And yes, that brings us to the term, "cold", well that is basically just something that is not hot!

Classification of Data ¨C Hot vs. Warm vs. Cold

To begin with, let's first talk how data and its storage mechanism have been categorized based on different interest or access priorities, metaphorically. The data which is accessed most frequently, is thus stored in the nearest or closest spots from the accessing points such as solid state or flash drives and CPU can be called hot data. Whereas, the data which comparatively is less accessible or required is termed as warm data, and the data which has most likely very rare or no chances to be accessed and placed on the slowest storage medium is termed as cold data.

The real-world examples are

  1. Product catalogue, online transactions and video streaming.
  2. Weekly, monthly or yearly reports and newsletters, stats charts etc.
  3. Old projects and receipts for financial audits or anything else which is of some value but will not be accessed frequently.

These are the examples of hot, warm and cold data respectively. However, probably for the generalization, warm data type is the somehow combined either with hot or cold data depending upon its inclination and usage. I will show how this is not the case on Alibaba Cloud, as Alibaba Cloud provides 3 tiers for data storage and can help us further expand the concept of hot vs warm vs cold data.

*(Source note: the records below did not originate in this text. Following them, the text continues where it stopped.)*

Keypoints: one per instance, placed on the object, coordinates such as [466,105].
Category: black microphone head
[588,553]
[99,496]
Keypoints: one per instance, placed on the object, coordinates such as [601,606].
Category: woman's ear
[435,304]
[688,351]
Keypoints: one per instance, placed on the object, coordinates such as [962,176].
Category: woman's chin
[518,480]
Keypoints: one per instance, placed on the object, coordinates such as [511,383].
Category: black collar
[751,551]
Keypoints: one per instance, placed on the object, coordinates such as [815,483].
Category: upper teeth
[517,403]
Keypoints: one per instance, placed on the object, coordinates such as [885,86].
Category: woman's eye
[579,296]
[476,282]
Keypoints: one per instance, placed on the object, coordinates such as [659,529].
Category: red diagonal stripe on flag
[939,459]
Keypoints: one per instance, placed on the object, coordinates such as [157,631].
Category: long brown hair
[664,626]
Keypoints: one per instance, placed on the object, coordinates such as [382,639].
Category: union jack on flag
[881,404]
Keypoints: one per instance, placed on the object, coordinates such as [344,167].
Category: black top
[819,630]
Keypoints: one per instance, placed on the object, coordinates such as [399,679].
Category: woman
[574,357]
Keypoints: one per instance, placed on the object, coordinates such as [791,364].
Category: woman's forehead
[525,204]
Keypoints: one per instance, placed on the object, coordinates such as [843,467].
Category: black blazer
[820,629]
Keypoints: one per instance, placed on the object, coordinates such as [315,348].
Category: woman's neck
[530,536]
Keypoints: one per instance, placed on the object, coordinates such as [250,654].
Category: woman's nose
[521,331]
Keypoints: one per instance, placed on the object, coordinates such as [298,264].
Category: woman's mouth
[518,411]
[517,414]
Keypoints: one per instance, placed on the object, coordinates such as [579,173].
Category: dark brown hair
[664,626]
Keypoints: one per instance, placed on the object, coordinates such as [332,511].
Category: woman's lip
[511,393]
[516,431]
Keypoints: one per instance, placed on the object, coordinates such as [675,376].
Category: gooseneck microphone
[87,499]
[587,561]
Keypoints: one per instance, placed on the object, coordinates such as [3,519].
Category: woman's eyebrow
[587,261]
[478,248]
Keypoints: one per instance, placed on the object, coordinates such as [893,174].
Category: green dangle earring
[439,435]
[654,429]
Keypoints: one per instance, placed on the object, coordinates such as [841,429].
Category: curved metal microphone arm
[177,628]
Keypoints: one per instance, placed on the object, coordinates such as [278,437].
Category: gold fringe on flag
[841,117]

Therefore, depending upon the cold and hot nature of data, the major cloud storage vendors have tailored their storage plans; Alibaba Cloud Object Storage Service (OSS). Other cloud vendors such as Microsoft Azure, AWS and Google Cloud Platform have their own services and their respective titles to support these features.

Per say, hot storage will require premium storage and cloud resources due to its nature to be resource-intensive and highly in demand in nature. Moreover, business-oriented organizations require no data delay in their users' queries, and for this, data needs to be in the hottest tier using solid-state-drives for the performant transactional rate.

Similarly, since cloud storage also provides options of cheap (old, magnetic) hard disk drives that have a huge savings on the costs but with a performance penalty. Customers can purchase this service in order to have their data backed up and stored. In my previous article, I discussed backups and storage mediums for database backup. If you remember, we did try to look at the Alibaba Cloud OSS as a platform of data storage. If we would like to have our data backups kept for a couple of weeks, then maybe the coldest storage class might not be a good option-see the "Gotcha!" section at the bottom of this post.

Alibaba Cloud Object Storage Service

Almost every new software application requires data to be written and read from. Every small to large-scaled business application require data, per say, to render user information or making a critical financial transaction. If we remove the category of the hot vs. cold data, even then the data structure has some roles that are played:

  1. Blob (unstructured) data
  2. JSON documents
  3. Multimedia files

As the application becomes stable, the data requirements grow rapidly; complex views and queries, data size, backup strategies, scalability, consistency and latency. Over time, these expanding requirements have challenged cloud storage providers to take over, as teams want to focus on the core business growth rather than taking care of managing data and its issues, such as replication, high-availability, caching and pricing.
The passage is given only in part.